Logo Folha de Candelária
25/08/2009 16:56
Por:

Borrachudo x colono

Segunda-feira, 27 de outubro de 2008. O jovem Luís Roberto Alves, repórter, colono, pescador e caçador nas horas vagas, sai de seu principal emprego para dirigir-se ao local em que mora em Novo Cabrais. Chegando lá, dirigiu-se à horta para acompanhar o estado da plantação de tomates após duas semanas de chuvarada. Graças à perspicácia, uma de suas principais peculiaridades, o sombrite colocado estrategicamente sobre o canteiro amainou um pouco os efeitos do tempo, e a caixa de madeira que cercava o canteiro, cuidadosamente elaborada pelo seu sogro fez com que o húmus também não fosse embora. Os frondosos tomateiros não sucumbiram à força das tempestades e ostentam verdejantes frutos que em breve serão servidos em molhos e saladas.
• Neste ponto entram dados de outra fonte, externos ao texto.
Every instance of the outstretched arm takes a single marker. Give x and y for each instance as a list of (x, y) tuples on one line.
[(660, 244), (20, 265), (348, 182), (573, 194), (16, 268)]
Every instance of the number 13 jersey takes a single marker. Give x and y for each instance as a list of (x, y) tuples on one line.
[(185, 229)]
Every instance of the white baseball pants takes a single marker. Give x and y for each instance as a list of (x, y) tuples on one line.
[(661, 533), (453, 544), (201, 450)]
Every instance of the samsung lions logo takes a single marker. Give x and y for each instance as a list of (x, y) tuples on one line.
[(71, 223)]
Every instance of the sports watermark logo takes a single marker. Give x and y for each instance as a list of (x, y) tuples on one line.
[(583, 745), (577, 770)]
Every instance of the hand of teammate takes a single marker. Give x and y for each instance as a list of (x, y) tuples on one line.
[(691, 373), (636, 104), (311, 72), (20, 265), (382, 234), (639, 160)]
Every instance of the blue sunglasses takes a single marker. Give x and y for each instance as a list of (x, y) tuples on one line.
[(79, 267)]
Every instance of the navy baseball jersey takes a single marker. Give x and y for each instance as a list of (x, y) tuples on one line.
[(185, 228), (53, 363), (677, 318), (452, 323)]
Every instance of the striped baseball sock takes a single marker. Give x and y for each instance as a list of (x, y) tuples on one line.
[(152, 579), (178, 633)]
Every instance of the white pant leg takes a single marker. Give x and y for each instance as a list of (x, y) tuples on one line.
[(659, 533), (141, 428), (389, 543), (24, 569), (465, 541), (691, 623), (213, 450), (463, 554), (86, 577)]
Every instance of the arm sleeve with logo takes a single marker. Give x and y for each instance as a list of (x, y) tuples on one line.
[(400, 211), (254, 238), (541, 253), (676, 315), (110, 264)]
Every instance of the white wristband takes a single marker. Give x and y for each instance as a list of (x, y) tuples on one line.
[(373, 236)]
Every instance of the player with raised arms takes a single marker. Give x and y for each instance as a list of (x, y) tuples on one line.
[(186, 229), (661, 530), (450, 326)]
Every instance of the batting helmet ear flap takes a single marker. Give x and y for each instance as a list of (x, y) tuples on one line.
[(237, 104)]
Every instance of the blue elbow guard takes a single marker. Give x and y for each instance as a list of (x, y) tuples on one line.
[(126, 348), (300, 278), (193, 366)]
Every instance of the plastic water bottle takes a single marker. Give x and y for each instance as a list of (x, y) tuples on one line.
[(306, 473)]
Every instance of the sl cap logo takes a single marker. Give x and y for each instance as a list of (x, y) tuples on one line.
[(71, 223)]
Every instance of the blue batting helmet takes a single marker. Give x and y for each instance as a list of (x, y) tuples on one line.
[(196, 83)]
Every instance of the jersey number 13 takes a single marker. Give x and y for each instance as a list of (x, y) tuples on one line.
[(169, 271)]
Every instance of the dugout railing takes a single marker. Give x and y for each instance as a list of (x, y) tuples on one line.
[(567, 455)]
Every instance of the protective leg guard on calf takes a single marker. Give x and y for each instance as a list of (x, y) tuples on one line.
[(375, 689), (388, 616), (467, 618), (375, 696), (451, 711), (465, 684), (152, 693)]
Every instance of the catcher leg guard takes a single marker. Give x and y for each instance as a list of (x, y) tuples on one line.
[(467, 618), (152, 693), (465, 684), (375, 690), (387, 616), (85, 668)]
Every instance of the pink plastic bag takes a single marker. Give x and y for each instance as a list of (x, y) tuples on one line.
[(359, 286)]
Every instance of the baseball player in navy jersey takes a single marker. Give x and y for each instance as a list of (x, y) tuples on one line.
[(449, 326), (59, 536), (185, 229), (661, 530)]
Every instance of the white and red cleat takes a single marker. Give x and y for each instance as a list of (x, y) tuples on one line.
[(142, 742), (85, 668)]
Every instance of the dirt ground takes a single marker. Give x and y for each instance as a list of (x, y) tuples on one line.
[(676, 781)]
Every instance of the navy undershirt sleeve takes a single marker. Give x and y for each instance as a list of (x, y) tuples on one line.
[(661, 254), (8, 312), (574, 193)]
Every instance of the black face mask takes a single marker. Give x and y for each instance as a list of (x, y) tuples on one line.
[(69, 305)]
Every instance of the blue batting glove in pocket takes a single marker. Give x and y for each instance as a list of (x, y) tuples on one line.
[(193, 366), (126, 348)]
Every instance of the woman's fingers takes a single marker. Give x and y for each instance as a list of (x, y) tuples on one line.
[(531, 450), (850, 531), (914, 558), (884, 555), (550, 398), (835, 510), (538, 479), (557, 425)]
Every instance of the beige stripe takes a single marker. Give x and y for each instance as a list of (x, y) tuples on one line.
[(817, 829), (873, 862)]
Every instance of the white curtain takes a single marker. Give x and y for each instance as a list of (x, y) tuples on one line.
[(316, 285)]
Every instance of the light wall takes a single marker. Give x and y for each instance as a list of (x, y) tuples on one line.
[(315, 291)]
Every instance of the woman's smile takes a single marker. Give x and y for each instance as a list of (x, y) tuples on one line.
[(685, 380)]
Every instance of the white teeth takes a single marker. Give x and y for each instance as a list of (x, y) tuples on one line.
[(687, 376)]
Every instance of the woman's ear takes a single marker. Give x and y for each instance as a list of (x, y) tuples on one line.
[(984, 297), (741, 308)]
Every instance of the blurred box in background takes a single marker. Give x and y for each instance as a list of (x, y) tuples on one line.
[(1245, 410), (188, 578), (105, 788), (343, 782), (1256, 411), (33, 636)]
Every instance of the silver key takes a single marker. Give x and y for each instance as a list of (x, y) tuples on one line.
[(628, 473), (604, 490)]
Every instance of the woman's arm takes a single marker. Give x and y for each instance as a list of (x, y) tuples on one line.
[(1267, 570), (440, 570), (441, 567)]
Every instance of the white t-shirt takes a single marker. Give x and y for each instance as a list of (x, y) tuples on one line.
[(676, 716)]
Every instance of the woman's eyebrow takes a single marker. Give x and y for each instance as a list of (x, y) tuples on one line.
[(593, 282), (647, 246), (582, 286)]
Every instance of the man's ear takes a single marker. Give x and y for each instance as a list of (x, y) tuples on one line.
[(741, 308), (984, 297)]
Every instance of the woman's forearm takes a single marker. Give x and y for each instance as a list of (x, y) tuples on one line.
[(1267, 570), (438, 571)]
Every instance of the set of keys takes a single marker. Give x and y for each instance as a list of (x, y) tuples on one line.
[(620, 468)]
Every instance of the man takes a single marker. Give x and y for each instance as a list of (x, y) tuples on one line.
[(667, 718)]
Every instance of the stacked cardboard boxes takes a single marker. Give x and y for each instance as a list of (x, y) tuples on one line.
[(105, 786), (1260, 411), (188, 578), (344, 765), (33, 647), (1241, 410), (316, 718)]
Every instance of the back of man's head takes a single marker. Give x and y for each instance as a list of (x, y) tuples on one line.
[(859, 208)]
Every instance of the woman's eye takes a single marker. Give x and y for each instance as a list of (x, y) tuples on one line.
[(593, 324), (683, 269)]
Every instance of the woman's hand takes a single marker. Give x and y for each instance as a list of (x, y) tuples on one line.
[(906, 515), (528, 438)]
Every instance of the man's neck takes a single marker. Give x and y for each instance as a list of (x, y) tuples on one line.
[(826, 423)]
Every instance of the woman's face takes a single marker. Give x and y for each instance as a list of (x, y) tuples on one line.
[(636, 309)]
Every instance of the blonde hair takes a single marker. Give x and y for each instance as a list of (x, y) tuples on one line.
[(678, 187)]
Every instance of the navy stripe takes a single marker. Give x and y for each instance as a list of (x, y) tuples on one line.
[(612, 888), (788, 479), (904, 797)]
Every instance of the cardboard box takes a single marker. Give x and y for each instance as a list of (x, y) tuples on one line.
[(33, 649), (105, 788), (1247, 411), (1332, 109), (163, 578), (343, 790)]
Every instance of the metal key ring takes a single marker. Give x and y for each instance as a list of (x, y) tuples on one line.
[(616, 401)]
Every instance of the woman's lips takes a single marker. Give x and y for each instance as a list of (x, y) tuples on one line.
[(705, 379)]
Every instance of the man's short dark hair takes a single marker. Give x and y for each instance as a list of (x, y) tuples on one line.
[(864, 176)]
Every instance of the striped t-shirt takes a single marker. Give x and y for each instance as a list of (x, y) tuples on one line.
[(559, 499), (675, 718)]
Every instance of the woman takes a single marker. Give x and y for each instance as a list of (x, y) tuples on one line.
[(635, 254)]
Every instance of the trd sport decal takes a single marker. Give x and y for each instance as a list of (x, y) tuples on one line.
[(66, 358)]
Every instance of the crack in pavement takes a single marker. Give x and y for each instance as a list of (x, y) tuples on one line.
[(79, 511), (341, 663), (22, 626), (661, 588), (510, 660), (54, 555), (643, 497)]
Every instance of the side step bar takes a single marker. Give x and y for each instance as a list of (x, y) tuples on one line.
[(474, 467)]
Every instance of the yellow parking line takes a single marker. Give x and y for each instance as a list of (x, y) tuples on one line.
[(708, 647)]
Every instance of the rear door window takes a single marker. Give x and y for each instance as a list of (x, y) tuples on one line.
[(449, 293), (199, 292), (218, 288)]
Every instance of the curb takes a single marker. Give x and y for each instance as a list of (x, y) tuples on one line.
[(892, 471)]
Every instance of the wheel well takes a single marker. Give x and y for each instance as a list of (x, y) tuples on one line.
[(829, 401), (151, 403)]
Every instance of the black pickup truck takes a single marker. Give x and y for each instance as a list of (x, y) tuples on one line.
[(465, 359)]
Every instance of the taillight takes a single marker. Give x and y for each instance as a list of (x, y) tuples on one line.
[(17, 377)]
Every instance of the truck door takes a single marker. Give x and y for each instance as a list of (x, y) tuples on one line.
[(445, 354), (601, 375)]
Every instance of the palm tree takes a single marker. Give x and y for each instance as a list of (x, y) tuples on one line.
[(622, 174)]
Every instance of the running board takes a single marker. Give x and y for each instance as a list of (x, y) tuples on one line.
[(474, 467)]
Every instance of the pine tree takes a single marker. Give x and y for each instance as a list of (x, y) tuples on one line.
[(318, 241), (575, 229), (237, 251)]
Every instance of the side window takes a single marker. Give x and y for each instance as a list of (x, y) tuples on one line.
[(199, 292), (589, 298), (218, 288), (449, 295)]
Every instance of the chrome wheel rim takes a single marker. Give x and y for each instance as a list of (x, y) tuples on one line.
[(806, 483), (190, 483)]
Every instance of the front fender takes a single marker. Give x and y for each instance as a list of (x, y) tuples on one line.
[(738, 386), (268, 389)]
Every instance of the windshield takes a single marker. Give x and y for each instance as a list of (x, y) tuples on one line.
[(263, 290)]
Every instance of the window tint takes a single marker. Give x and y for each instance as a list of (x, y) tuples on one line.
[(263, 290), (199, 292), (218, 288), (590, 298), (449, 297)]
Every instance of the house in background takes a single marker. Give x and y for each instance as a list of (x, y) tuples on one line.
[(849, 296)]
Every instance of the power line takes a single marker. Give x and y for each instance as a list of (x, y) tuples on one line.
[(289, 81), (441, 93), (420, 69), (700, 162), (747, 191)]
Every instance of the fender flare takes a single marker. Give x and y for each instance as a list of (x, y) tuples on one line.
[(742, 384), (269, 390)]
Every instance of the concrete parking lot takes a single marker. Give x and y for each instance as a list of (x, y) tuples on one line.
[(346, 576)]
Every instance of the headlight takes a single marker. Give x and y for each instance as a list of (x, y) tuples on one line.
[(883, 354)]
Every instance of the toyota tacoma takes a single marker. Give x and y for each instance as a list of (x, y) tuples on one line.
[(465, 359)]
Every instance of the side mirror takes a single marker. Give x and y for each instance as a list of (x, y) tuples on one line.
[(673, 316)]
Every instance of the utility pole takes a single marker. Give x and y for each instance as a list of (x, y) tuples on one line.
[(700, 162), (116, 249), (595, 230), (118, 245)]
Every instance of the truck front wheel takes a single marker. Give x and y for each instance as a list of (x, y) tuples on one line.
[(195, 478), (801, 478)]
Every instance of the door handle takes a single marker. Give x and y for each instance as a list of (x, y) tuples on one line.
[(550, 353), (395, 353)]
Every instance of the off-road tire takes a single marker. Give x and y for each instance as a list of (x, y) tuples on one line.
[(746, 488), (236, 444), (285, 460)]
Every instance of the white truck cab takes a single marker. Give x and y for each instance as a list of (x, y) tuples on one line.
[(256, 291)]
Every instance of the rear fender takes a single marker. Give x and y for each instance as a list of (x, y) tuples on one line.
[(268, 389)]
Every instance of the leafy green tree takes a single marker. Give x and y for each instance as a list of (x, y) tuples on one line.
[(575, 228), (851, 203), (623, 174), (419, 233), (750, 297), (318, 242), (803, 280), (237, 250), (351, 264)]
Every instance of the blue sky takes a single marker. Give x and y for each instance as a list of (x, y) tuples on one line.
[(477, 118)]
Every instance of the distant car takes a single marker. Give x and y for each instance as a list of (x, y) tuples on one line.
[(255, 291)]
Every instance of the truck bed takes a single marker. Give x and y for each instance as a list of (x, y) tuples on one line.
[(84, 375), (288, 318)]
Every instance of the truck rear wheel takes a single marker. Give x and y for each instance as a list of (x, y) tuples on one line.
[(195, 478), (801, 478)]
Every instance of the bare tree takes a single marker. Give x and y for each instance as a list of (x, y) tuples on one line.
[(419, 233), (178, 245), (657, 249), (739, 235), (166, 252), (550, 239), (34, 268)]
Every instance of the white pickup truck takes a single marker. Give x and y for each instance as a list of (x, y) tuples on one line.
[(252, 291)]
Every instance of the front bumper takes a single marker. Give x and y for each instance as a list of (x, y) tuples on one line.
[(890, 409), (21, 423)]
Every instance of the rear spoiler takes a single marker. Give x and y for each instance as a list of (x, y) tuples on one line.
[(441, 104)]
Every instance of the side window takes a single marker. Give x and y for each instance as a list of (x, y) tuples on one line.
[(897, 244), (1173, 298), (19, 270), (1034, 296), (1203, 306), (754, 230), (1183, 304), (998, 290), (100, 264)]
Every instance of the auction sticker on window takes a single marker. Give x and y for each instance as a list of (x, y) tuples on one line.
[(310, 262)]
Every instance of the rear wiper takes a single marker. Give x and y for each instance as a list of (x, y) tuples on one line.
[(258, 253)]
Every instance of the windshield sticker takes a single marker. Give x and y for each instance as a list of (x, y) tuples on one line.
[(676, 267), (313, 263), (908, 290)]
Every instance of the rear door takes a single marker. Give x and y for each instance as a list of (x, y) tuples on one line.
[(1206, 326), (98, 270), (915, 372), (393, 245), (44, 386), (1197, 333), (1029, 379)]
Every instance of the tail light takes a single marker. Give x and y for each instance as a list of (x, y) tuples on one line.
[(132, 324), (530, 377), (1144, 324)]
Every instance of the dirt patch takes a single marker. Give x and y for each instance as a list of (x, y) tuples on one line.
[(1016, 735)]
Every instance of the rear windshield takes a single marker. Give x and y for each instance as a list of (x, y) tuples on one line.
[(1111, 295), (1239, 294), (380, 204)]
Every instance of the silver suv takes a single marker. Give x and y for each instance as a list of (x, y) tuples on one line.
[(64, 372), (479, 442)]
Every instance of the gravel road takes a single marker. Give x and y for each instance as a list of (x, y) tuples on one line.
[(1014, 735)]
Satisfeito com o que viu, o rapaz notou que ao lado a plantação de moranguinhos estava meio que descuidada. Moranguinho com picão (o inço) não dá certo, ainda mais com urtigas e outras ervas daninhas que nada tinham a ver com a beleza plástica das frutas vermelhas que faziam um contraste ímpar com o amarelo da casca de arroz, colocada estrategicamente de forma a proteger as infrutescências. Acometido de uma súbita vontade reverter aquele quadro, o intrépido rapaz foi à cozinha, onde pegou uma das famosas facas de serrinha sem serrinha de sua sogra e voltou ao quintal para dar um jeito de recuperar a plantação de morangos, não sem antes indagar a si mesmo porque aquilo é chamado de picão; chulamente pensando, concluiu com os próprios botões que, se mantidas as proporções com o diminutivo de picão, aquilo poderia no máximo ser um diminutivo sintético que, desta forma, deveria ser chamado de “piquinha”. Esqueçam disso, por favor, não vai somar nada.
Durante o trabalho, os dedos do jovial repórter, agora na personificação de um colono obstinado, mais pareciam rabanetes brancos recém-colhidos. Nove carreiras depois, o suor já pingava pelo rosto quando seu braço deu de encontro a um urtigueiro com seus frutos capsulares revestidos de pêlos urentes. A sensação foi de ter encostado a canhota numa chaleira de água fervente... por duas vezes, pelo menos. Não bastasse isso, em seguida, um mosquito borrachudo pousou sobre sua orelha esquerda e, encarnando um morcego hematófago tascou-lhe um ferroaço no lóbulo. Não demorou muito para o veneno do inseto fazer efeito e começar a coceira, dando também início a um fenomenal processo de inchaço. Ao levar o braço direito à orelha esquerda, o azarado personagem desta história teve a infelicidade de não ver que este estava coberto de cascas de arroz, logo, uma delas acabou se alojando em seu olho esquerdo.
Com o braço, olho e orelha esquerdos já comprometidos pela ação dos insetos e da flora que não serve para nada, resolveu abandonar o posto, já imaginando que a próxima tragédia poderia lhe trazer problemas ao coração, já que também fica ao lado esquerdo. Em 10 minutos, esvaziou a caixa d’água da residência e mesmo assim não conseguiu tirar o cisco do olho. Não restando-lhe outra saída, foi deitar-se um pouco na vã esperança de amainar a dor e o sofrimento. Uma hora e meia depois, sinais de recuperação: a casca de arroz enfim havia abandonado o olho do mancebo. Porém, ao levantar-se, sentiu a cabeça pendendo para o lado esquerdo. Ao ver-se no espelho, confundiu-se com um Fusca de porta aberta, tamanho o tamanho da orelha. De posse de um destes remédios miraculosos à base de cânfora que prometem até criar dente em galinhas e resolver problemas de fimose, resolveu massagear a orelha, deixando-a mais vermelha que pescoço de galinha polaca. Sorrisinhos sarcásticos dos familiares durante o jantar fizeram com que ele fosse se recolher aos aposentos mais cedo, porém sua esposa, sem dó nem piedade, não deixou que se deitasse antes que tomasse banho e tirasse os picões que se desprenderam anteriormente da roupa e que acabaram se grudando nos lençóis.
Mas como diz o ditado, Deus tira os dentes mas alarga a goela, e a região toda está comentando que a plantação do rapaz tá linda que só vendo. Diz ele que não vai desistir de limpar os carreiros de morangos, mesmo porque ainda faltam onze carreiras. Agora cauteloso como cascudo atravessando galinheiro, irá para a horta levando um SBP e luvas. Ele sabe que vai parecer coisa de fresco, mas não quer de jeito nenhum passar por tudo aquilo novamente. Desejemos sorte ao moço, o mundo precisa de gente deste quilate!